SALT LAKE CITY — School districts, charter schools and students now have the guidance they need to utilize a statewide online education program this fall, but some believe there will be serious hiccups as the program gets under way.
The new statute was adopted this legislative session and enables high school students to exchange up to two of their regular classes for online classes from a variety of vendors at no cost. Only students who intend to graduate early will be allowed to more than eight classes per year.
Lawmakers and educators are still working out kinks in the program. Last week, the State Board of Education held an emergency meeting to create a rule detailing class registration procedures.

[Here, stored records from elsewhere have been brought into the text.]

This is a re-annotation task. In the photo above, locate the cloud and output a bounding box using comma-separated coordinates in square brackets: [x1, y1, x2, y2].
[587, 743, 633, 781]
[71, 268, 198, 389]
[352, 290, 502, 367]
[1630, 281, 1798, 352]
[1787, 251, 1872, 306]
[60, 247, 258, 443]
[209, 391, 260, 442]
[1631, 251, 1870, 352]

"I think largely the state board emergency rule is effective and is appropriate," said Sen. Howard Stephenson, R-Draper, who sponsored the legislation. "It ensures that students can sign up for online courses this fall, and that was the important thing."
While the board created a framework for schools and students to follow, not all board members agree with the legislation wholesale.
Board Chairwoman Debra Roberts said the law's stipulation that students must drop a traditional high school class for every online class they take is a detriment to public education; as is the funding burden it will place on small schools that won't find out until students register this fall how many classes will be dropped.
"I think there will be instances where it will be extremely difficult and where it will cause more harm than good," Roberts said. "There's literally nothing as a state board that we can do to alleviate that."
For more than 15 years, high school students have been able to take online classes from the state-funded Utah Electronic High School in addition to their traditional high school classes. The new law allows state education dollars to flow to whatever state-approved online schools students take classes from. Students will still be able to use UEHS for the upcoming year.
One controversial topic the board chose not address in the emergency board rule is the issue of who supervises high school students who have dropped a class. The board left that up to individual districts and charters, some of which might require parents to take students off campus during their off class, while others might provide a study hall where students enrolled in online classes can go.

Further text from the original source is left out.